Sri’s team reviewed PrepIT’s competitors to discover what differentiates the company from others in the marketplace. Then they presented their findings to PrepIT’s owners.
“We recommended they expand more nationally before going international,” Sri said. “Because they offered a limited number of classes, we also recommended that they expand with a larger array of classes and to more U.S. cities and states before they expand to areas like China, India, or Dubai.”
#3: Create your own career path
It pays to network at career fairs—even if your internship doesn’t follow immediately.
Since freshman year, Sri has been getting to know Transamerica. At a couple of career fairs, she’s developed relationships with several recruiters, including the insurance company’s director of finance.
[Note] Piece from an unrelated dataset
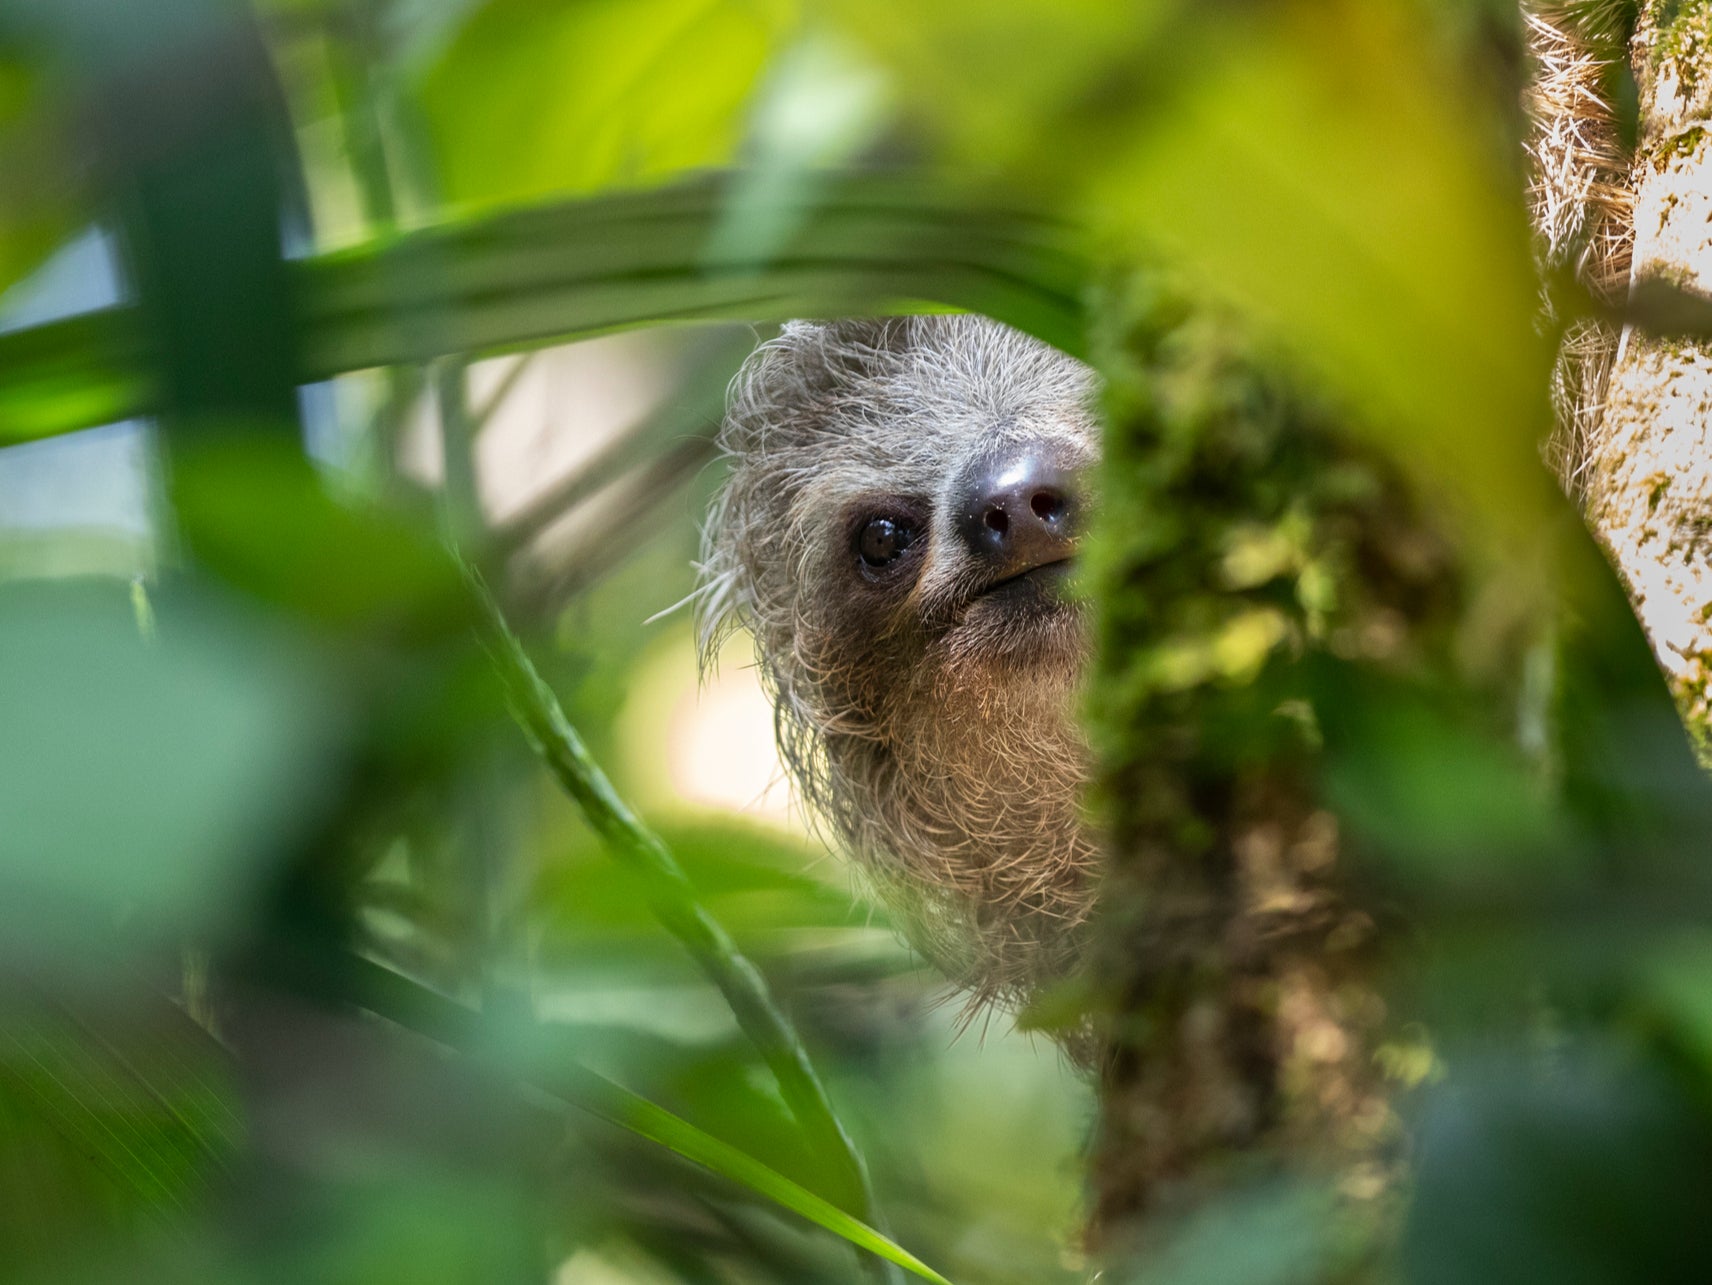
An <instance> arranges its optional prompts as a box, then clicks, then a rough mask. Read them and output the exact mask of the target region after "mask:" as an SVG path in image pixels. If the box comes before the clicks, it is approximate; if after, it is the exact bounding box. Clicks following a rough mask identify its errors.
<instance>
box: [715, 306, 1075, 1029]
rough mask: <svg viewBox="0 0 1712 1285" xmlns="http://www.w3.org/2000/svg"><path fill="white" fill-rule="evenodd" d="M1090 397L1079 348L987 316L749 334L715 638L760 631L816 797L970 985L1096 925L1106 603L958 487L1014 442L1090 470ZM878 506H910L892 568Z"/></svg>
mask: <svg viewBox="0 0 1712 1285" xmlns="http://www.w3.org/2000/svg"><path fill="white" fill-rule="evenodd" d="M1094 397H1096V383H1094V376H1092V373H1091V371H1089V370H1087V368H1085V366H1082V364H1080V363H1077V361H1073V359H1072V358H1068V356H1065V354H1061V352H1058V351H1056V349H1051V347H1048V346H1046V344H1041V342H1039V340H1034V339H1029V337H1027V335H1022V334H1019V332H1015V330H1010V329H1007V327H1003V325H1000V323H996V322H991V320H986V318H981V317H919V318H890V320H859V322H832V323H803V322H798V323H791V325H788V327H786V329H784V334H781V335H779V337H777V339H776V340H772V342H770V344H765V346H762V347H760V349H758V351H757V352H755V354H753V356H752V358H750V361H748V364H746V366H745V368H743V371H741V375H740V376H738V380H736V382H734V385H733V392H731V406H729V411H728V417H726V424H724V431H722V436H721V441H722V447H724V450H726V453H728V457H729V460H731V477H729V481H728V483H726V486H724V489H722V493H721V496H719V498H717V501H716V505H714V508H712V513H710V515H709V525H707V532H705V549H704V575H705V589H704V597H702V604H704V613H702V638H704V647H705V648H707V650H709V652H710V648H712V647H714V645H716V643H717V642H719V640H721V638H722V637H724V633H726V631H728V630H729V628H734V626H745V628H748V630H750V631H752V633H753V637H755V645H757V657H758V664H760V672H762V679H764V681H765V684H767V686H769V690H770V693H772V696H774V702H776V720H777V734H779V746H781V749H782V755H784V760H786V763H788V765H789V770H791V773H793V777H794V779H796V784H798V787H800V791H801V794H803V797H805V799H806V802H808V804H810V808H813V809H815V811H817V813H818V814H820V816H822V818H823V820H825V821H827V823H829V825H830V828H832V832H834V833H835V835H837V837H839V838H841V840H842V842H844V844H846V845H847V849H849V852H851V854H853V856H854V857H856V861H858V862H859V864H861V868H863V869H865V871H868V873H870V874H871V876H873V881H875V885H877V886H878V890H880V893H882V895H883V897H885V900H887V902H889V905H890V907H892V910H894V914H895V915H897V917H899V919H901V921H902V924H904V929H906V933H907V936H909V938H911V941H912V943H914V945H916V946H918V948H919V950H923V951H924V953H926V955H928V956H930V958H933V962H935V963H938V965H940V967H942V968H943V970H945V972H947V974H948V975H950V977H952V980H954V982H957V984H959V986H962V987H967V989H971V991H972V992H974V999H978V1001H984V999H998V1001H1002V1003H1010V1004H1015V1003H1022V1001H1025V999H1027V998H1029V996H1031V994H1034V992H1036V991H1037V989H1039V987H1041V986H1043V984H1049V982H1051V980H1055V979H1058V977H1063V975H1065V974H1067V972H1068V970H1072V968H1073V965H1075V956H1077V951H1079V948H1080V943H1082V938H1085V934H1084V933H1079V931H1077V927H1079V926H1080V924H1082V921H1085V917H1087V914H1089V905H1091V900H1092V878H1094V866H1096V852H1094V845H1092V842H1091V837H1089V835H1087V832H1085V828H1084V823H1082V814H1080V792H1082V785H1084V782H1085V777H1087V746H1085V741H1084V737H1082V734H1080V729H1079V727H1077V724H1075V719H1073V717H1072V715H1073V712H1072V705H1073V696H1075V688H1077V683H1079V678H1080V672H1082V667H1084V664H1085V659H1087V652H1089V628H1087V613H1085V607H1084V606H1082V604H1079V602H1073V601H1070V599H1067V597H1065V595H1063V589H1061V583H1060V580H1061V577H1060V575H1056V573H1058V571H1061V570H1063V566H1055V568H1049V570H1041V571H1036V573H1024V575H1017V577H1014V578H1008V580H1005V578H1003V577H1002V575H1000V573H998V571H995V570H993V565H984V563H983V561H981V560H979V558H978V556H976V554H972V553H971V548H969V544H967V537H960V536H959V525H957V522H959V503H960V500H966V498H967V494H969V476H971V471H974V476H976V477H981V479H984V477H986V476H988V471H990V467H1002V465H1003V464H1005V462H1007V460H1010V459H1019V457H1031V459H1037V457H1041V453H1044V455H1048V457H1049V459H1053V460H1055V464H1058V465H1063V467H1065V469H1067V471H1072V472H1073V471H1085V465H1089V464H1092V462H1094V459H1096V453H1097V431H1096V421H1094V406H1092V404H1094ZM995 462H996V464H995ZM1073 503H1075V505H1080V503H1082V498H1080V496H1075V500H1073ZM964 506H967V505H964ZM877 517H885V518H889V520H894V527H890V529H887V527H880V529H878V530H882V532H885V530H901V529H907V530H912V532H914V542H911V544H909V546H907V548H906V549H904V553H902V554H895V556H894V560H892V561H890V563H887V565H885V566H880V568H875V566H871V565H868V563H866V561H865V560H863V546H861V536H863V530H865V529H868V530H875V529H873V527H868V524H871V522H873V520H875V518H877ZM1075 517H1077V522H1080V512H1077V513H1075ZM882 548H890V546H882ZM1012 570H1014V568H1012ZM995 582H1002V583H1005V589H1002V590H995V589H993V585H995ZM988 590H991V592H988Z"/></svg>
Sri hit it off so well with Transamerica recruiters that the company created a new role for her as it prepared to launch its own analytics department.
“There’s such a large accumulation of data and trends at this company,” Sri said. “They're really open to my being creative and navigating through the data and creating something that I think would be best for helping leaders in the company easily understand the data. I really like the flexibility and the creativity that they’ve given me.”
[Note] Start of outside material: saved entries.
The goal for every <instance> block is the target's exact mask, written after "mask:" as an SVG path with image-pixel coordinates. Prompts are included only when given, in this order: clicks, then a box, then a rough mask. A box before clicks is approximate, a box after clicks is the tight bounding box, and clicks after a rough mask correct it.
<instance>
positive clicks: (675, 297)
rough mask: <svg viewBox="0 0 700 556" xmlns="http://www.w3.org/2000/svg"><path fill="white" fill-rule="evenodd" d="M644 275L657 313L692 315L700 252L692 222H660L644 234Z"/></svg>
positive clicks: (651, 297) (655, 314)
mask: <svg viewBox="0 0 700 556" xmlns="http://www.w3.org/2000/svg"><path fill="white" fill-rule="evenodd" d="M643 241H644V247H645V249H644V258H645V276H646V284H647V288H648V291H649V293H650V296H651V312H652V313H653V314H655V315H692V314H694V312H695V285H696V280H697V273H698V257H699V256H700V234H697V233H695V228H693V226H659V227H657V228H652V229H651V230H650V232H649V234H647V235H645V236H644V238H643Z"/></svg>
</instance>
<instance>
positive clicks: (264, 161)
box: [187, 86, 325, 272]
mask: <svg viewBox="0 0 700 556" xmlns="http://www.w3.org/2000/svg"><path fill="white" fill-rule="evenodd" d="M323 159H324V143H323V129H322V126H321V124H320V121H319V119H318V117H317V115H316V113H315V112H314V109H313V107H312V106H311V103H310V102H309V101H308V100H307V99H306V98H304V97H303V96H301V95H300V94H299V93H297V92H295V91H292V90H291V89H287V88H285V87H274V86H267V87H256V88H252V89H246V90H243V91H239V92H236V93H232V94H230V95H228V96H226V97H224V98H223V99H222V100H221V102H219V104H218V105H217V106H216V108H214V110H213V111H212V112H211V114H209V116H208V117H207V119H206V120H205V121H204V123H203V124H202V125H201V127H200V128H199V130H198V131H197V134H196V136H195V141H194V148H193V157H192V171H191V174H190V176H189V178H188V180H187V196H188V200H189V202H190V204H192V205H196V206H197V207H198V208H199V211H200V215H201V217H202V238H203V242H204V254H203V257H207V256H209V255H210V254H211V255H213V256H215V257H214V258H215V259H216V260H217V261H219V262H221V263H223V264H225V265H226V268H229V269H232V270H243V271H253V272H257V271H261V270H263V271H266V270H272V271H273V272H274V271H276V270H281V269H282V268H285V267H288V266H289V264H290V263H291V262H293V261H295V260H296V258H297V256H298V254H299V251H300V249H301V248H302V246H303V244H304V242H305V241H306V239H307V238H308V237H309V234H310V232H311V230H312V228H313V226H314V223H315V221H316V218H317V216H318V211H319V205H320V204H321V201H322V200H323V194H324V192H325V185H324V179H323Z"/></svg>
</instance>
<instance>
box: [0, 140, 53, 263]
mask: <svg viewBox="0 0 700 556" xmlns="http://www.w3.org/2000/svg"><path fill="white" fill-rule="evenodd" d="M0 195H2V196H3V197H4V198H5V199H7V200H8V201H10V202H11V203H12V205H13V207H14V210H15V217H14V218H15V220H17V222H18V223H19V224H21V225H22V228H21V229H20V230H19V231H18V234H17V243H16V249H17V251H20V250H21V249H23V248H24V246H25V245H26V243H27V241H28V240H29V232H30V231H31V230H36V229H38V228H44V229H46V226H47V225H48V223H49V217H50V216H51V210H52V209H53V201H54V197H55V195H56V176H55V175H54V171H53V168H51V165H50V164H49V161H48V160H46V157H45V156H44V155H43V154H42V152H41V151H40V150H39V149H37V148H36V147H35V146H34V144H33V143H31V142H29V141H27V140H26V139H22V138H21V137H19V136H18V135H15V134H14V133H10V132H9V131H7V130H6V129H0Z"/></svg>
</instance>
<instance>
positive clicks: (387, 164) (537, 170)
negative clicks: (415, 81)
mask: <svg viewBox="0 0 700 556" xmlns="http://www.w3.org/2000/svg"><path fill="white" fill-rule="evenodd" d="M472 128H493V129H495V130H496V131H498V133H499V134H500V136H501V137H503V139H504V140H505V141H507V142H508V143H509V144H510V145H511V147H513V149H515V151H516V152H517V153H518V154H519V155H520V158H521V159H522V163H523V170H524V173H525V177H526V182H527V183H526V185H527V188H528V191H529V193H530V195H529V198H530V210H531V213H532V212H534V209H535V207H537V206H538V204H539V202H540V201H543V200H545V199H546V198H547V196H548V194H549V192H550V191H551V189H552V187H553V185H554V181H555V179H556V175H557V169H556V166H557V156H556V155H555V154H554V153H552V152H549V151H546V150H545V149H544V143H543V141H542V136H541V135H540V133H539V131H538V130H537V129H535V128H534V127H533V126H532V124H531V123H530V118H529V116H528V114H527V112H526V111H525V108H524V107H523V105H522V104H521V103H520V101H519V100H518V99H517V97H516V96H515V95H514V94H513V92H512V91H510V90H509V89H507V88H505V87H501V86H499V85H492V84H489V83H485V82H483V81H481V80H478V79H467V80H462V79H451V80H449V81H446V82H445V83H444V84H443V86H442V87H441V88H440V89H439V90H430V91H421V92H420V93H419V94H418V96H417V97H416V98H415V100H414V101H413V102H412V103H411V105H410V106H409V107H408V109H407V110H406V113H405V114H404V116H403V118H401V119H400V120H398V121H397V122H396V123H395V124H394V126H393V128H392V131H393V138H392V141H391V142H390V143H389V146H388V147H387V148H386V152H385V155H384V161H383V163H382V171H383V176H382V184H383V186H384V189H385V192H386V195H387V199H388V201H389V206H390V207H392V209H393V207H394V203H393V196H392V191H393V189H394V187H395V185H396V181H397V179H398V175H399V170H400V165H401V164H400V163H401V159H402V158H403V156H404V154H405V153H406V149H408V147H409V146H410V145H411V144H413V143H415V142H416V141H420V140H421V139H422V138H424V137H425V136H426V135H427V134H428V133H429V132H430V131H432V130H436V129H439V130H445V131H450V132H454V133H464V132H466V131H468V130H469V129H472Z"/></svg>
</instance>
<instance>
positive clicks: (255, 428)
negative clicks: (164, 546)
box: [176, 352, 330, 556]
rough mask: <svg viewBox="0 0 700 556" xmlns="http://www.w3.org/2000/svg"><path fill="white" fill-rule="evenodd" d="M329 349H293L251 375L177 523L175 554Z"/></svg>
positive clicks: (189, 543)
She’s now working with software like Tableau, Alteryx, Visio, and Excel to analyze Transamerica’s large swath of data. In class, she’s also learning new software, like ExtendSim. Once her internship ends, she’s arranged a job shadow opportunity with the data analytics department at Transamerica’s parent company Aegon in Mumbai, India—the country where she was born. She’ll have a full-time position at Transamerica waiting upon her return.
“Tippie does a great job of teaching students to chase after your dreams. You have to network and know the right people. But you also need to have technical skills.”